When new hires with good performance reviews and a high level of productivity suddenly leave the organization, then you know it’s time to investigate causes within the organization rather than pinpointing hiring practices. On the other hand, establishing recruitment metrics that try to predict a candidate’s ability to last within the organization may be data that is even more vital to the HR department.
While there’s no crystal ball, defining the most important factors that keep people in their positions will be good to know before you hire a candidate and will lead to a better quality of hire and better retention rate. From clearly communicating an immediate supervisor’s managerial style to establishing whether the job is a career move for a candidate may help predict how well a candidate will fit and also thrive within the organization.

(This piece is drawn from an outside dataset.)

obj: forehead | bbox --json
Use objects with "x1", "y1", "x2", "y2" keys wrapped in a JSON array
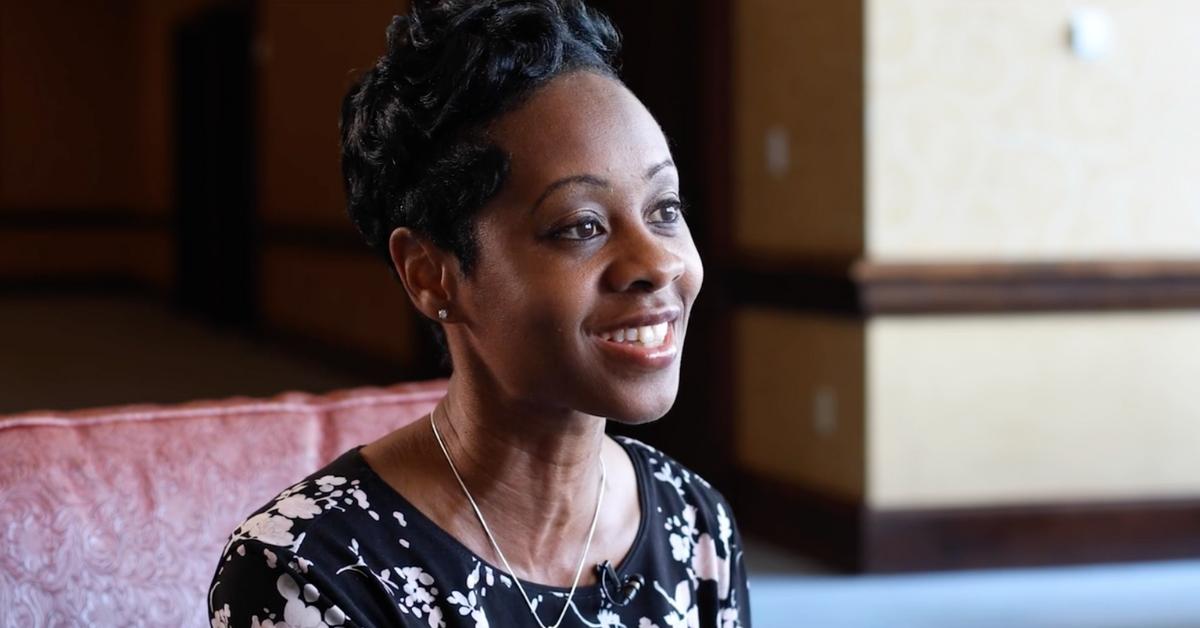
[{"x1": 487, "y1": 71, "x2": 673, "y2": 198}]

Employee Satisfaction Assessments
Not every factor lies in the hands of the HR department. The larger corporate culture, for example, may foster an atmosphere of competition rather than inclusivity, attracting some while turning away other employees who feel it’s not the right fit. How you increase employee perception of the organization and employee satisfaction is a complex matter. The simple solution: ask them. Employees undergo performance assessments regularly, and this should be a two-way street. Organizations need regular assessment too, and there are an increasing number of ways to keep in communication with employees through social media and assessment apps.
A company that is responsive to their employees establishes a better relationship with those employees. Even if you can’t increase salaries, making employees feel heard and acting to improve their work-life where complaints are manifold is a big step towards making progress in increased retention rates.
Branding & Recruitment Marketing
While the HR department can keep tabs on employee satisfaction, it’s not plausible nor is it their position to change the culture of the organization. It is, however, important for HR departments to communicate the organization’s culture to job applicants. This may come in the form of recruitment marketing, clearly establishing a brand, and ensuring that bad reviews on sites like Glassdoor or Indeed are not miscommunicating the organization’s culture or giving future job candidates an inaccurate impression of the organization. The other very simple solution is clear communication of the organizational culture within job ads. This is key to finding the right fit for your next hire and keeping them.
Mobility
Quality hires are more likely to stay in an organization if they have the opportunity to grow, and can witness that as part of the organization’s culture. If there is no mobility, and little chance for growth or promotion, good employees will leave to find this elsewhere. This is a basic rewards system. Your HR department should establish candidate pools for internal hiring. This may feel less desirable in the short term; for the work flow for the HR department, transitioning one person over to another position only to find you have another new position to fill can feel like you’re shuffling the deck. However, this practice will lead to higher retention rates in the long run. Employees who are promoted don’t just stay in their new position. All other employees may find encouragement in this practice and plan to stay longer if they can see that opportunities are on the horizon.
Once you establish clear metrics, understand where employee retention rates are high and where they work better, it’s important to model what works and adjust when things are not working. Find the problems; fix them. This requires putting the time into collecting data and employee assessments that will pay off in the long run.